On the outskirts of a nameless Russian town in the middle of the nineteenth century, a carriage is flying through the night...

Marc Chagall Chichikov and Sobakevich after Dinner (Etching, 1923-1927)

Marc Chagall Chichikov and Sobakevich after Dinner (Etching, 1923-1927)

Chichikov is a man with a plan. If he can persuade landowners to transfer to him ownership of all the serfs who have died since the last census, he will look on paper like a very wealthy man. As he rides in his carriage from estate to estate, encountering ever more absurd characters, his greed and ambition grow - but so too do the suspicions of those he meets.

This was a two-part adaptation of Gogol’s novel for the Radio 4 ‘Classic Serial’ slot. It starred Mark Heap as Chichikov and Michael Palin as the Narrator. It also featured David Fleeshman, Judith Davis, Wyllie Longmore, Toby Hadoke, and Graeme Hawley. It was directed by Polly Thomas.

The production was first broadcast on Radio 4 in April 2006; it was repeated on the World Service in February 2007 and on BBC7 in December 2010 and again on Radio 4 Extra in August 2012.

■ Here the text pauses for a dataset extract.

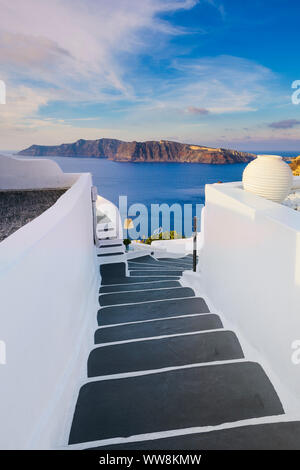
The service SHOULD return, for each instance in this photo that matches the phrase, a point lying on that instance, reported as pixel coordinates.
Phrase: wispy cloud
(285, 124)
(196, 111)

The adaptation emphasised the comic aspects of the book. In particular, re-reading it, I noticed that when the book was written, the classic nineteenth-century omniscient narration had not been fully settled; in Gogol’s novel sometimes the narrator knows too much (he tells us what the furniture is thinking at one point) and sometimes too little (admitting to be baffled by people’s expressions and behaviour). At one moment, the narrator narrates quietly so as not to wake the person he is narrating about. This was my keynote for the adaptation; Palin’s narration is audible to all the characters in the room, often to their annoyance.

Dead Souls exists in two volumes; the first is the most famous and the second is incomplete (Gogol destroyed it believing it immoral having come under the influence of a religious fanatic). I restructured the second book, making it more firmly Chichikov’s attempt to better himself and the world, while also ramping up the sense that he is being pursued. Many of the ‘chase’ scenes are entirely invented. The first part is more faithful to the book, though still necessarily selective. I moved the famous conclusion to the first volume - Chichikov in his coach, fleeing the town, dementedly and blindly driving his coach onward, ever onward - to the end of the second novel.